Todd McCarthy, who reviewed the film for The Hollywood Reporter, felt the installment was "disappointingly bland and unnecessarily protracted". He was critical of the leisurely pace and noted it felt "like a manufactured product through and through, ironic and sad given its revolutionary theme". Richard Corliss of Time felt the film was a placeholder for the second installment and noted "Lawrence isn't given much opportunity to do anything spectacularly right here."

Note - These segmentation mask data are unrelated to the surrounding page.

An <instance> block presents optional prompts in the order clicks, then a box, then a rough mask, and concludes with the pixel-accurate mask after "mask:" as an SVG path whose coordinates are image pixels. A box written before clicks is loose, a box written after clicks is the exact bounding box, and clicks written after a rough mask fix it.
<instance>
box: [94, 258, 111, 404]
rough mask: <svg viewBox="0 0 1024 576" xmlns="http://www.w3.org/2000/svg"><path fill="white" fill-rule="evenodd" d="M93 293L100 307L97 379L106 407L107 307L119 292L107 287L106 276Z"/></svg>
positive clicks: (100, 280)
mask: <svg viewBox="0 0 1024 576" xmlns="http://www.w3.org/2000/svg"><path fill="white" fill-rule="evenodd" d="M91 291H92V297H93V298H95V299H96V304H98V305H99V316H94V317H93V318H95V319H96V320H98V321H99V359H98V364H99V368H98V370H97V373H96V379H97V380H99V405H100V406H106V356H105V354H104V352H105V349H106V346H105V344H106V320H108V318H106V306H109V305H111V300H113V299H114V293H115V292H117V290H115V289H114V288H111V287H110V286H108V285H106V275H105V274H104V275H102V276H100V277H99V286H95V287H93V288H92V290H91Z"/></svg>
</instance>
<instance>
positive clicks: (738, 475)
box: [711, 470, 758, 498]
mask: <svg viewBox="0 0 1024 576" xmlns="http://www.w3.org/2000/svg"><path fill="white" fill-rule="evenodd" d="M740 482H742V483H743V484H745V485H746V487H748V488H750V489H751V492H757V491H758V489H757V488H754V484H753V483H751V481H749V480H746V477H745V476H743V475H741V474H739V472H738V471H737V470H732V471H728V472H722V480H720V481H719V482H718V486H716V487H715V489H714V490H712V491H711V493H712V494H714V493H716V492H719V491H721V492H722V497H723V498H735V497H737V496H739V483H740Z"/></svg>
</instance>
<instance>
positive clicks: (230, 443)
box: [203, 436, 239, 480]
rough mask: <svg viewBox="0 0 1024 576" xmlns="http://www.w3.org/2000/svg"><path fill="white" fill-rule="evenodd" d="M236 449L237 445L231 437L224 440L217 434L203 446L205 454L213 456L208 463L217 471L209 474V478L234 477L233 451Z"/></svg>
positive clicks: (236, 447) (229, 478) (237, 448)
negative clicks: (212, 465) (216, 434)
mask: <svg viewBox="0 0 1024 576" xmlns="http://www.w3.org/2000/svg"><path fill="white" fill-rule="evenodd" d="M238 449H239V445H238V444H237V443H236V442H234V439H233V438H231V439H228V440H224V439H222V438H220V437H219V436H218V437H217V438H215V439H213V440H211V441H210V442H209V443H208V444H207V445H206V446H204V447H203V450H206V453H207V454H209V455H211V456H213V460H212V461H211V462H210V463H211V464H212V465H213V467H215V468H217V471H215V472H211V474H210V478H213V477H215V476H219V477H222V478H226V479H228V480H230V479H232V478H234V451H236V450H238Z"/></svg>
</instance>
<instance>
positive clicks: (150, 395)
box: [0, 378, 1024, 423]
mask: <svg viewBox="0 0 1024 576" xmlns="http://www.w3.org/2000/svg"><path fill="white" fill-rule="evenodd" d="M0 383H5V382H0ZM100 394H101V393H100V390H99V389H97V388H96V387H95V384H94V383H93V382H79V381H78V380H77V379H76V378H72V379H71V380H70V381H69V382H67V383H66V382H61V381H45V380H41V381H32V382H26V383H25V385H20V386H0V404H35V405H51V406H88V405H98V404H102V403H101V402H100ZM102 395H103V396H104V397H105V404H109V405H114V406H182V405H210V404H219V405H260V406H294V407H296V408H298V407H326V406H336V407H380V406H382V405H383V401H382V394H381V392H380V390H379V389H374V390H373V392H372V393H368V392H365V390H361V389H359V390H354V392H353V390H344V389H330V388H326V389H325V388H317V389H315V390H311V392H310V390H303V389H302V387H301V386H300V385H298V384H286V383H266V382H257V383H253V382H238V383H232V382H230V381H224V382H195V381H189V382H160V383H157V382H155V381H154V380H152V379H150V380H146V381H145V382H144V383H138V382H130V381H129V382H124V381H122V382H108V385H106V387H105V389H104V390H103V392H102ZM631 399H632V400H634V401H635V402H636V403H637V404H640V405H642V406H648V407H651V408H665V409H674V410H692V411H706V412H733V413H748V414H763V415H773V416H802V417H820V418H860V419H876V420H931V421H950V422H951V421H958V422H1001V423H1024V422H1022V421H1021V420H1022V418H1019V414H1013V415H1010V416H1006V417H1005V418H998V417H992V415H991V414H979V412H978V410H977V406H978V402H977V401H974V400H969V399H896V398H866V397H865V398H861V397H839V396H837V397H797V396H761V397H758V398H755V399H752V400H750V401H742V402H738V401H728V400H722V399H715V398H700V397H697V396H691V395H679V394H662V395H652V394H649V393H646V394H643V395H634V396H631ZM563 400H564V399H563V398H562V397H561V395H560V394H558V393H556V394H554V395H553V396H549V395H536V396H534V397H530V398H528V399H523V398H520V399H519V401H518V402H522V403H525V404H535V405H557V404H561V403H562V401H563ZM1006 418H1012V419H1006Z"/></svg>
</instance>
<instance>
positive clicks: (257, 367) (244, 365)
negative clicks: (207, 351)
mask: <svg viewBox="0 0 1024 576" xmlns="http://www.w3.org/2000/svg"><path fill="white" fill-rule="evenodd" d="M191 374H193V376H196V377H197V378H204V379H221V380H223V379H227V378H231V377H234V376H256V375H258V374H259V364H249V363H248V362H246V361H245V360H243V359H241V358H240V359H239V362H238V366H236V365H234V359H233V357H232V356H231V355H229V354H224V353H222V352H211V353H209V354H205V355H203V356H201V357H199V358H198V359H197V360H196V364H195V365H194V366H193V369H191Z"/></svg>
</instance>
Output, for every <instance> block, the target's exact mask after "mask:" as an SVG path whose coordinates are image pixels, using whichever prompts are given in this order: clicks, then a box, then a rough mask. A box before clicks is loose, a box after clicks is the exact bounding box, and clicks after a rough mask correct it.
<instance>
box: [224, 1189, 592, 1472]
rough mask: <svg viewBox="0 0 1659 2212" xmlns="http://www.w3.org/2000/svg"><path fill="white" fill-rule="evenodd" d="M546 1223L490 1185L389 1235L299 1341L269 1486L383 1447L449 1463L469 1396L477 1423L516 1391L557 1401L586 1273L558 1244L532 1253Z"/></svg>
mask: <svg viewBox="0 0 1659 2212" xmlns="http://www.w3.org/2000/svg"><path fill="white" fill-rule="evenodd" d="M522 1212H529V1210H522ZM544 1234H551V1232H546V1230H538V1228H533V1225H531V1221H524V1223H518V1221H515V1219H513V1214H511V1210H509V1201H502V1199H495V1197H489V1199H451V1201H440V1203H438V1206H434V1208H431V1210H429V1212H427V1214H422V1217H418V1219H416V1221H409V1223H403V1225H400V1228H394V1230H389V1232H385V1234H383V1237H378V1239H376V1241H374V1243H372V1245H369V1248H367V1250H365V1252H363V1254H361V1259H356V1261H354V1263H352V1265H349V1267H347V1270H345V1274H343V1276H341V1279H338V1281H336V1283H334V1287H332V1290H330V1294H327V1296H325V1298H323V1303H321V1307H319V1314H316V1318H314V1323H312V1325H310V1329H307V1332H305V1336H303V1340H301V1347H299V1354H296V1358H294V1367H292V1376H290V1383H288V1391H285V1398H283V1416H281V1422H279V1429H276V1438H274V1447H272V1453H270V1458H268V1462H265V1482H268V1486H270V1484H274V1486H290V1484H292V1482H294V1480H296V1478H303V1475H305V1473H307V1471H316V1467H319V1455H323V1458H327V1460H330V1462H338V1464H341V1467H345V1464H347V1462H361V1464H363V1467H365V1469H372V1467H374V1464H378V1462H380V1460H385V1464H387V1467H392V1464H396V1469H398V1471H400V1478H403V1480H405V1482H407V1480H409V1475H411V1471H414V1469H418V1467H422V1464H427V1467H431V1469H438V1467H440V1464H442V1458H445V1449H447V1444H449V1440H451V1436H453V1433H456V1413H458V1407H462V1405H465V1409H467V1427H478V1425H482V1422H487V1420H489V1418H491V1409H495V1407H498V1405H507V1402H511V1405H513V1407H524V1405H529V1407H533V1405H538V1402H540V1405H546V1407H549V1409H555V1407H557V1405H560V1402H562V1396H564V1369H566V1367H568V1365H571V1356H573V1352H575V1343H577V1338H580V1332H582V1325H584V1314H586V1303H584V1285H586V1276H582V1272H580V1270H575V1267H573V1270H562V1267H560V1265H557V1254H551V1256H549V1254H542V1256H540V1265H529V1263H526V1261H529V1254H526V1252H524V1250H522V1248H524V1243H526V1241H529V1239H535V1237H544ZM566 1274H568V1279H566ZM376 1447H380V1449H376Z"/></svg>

In a 2023 interview with People magazine, director Francis Lawrence admitted that he regretted splitting Mockingjay into two parts. He said: "What I realized in retrospect — and after hearing all the reactions and feeling the kind of wrath of fans, critics and people at the split — is that I realized it was frustrating. And I can understand it. In an episode of television, if you have a cliffhanger, you have to wait a week or you could just binge it and then you can see the next episode. But making people wait a year, I think, came across as disingenuous, even though it wasn't. Our intentions were not to be disingenuous. In truth, we got more on the screen out of the book than we would've in any of the other movies because you're getting close to four hours of screen time for the final book. But, I see and understand how it frustrated people." Because of these reasons, Lawrence desisted from likewise splitting in two parts The Hunger Games: The Ballad of Songbirds & Snakes despite briefly considering the possibility due to the novel's length.

==Accolades==

List of Awards and Nominations
| Award | Category | Recipients | Results |
| Black Reel Awards | Outstanding Breakthrough Performance – Female | Patina Miller | Nominated |
| Broadcast Film Critics Association | Best Actress in Action Movie | Jennifer Lawrence | Nominated |
| Best Song | "Yellow Flicker Beat" by Lorde | Nominated |
| Golden Globe Awards | Best Original Song – Motion Picture | "Yellow Flicker Beat" by Lorde | Nominated |
| Women Film Critics Circle | Best Female Images in Movies |  | Won |
| Kid's Choice Awards | Favorite Villain | Donald Sutherland | Nominated |
| Favorite Movie | The Hunger Games: Mockingjay - Part 1 | Won |
| Favorite Male Action Star | Liam Hemsworth | Won |
| Favorite Female Action Star | Jennifer Lawrence | Won |
| MTV Movie Awards | Movie of the Year | The Hunger Games: Mockingjay - Part 1 | Nominated |
| Best Female Performance | Jennifer Lawrence | Nominated |
| Best Musical Moment | Jennifer Lawrence | Won |
| Best On-Screen Transformation | Elizabeth Banks | Won |
| Best Hero | Jennifer Lawrence | Nominated |
| Saturn Awards | Best Science Fiction Film | The Hunger Games: Mockingjay - Part 1 | Nominated |
| Best Actress | Jennifer Lawrence | Nominated |
| Teen Choice Awards | Choice Movie: Sci-Fi/Fantasy |  | Won |
| Choice Movie Actor: Sci-Fi/Fantasy | Liam Hemsworth | Nominated |
| Josh Hutcherson | Won |
| Choice Movie Actress: Sci-Fi/Fantasy | Jennifer Lawrence | Won |
| Choice Movie: Villain | Donald Sutherland | Nominated |
| Choice Movie: Liplock | Jennifer Lawrence and Liam Hemsworth | Nominated |

==Sequel==

On July 10, 2012, Lionsgate announced that the second part of the Mockingjay adaptation was set for release on November 20, 2015, with Francis Lawrence again directing.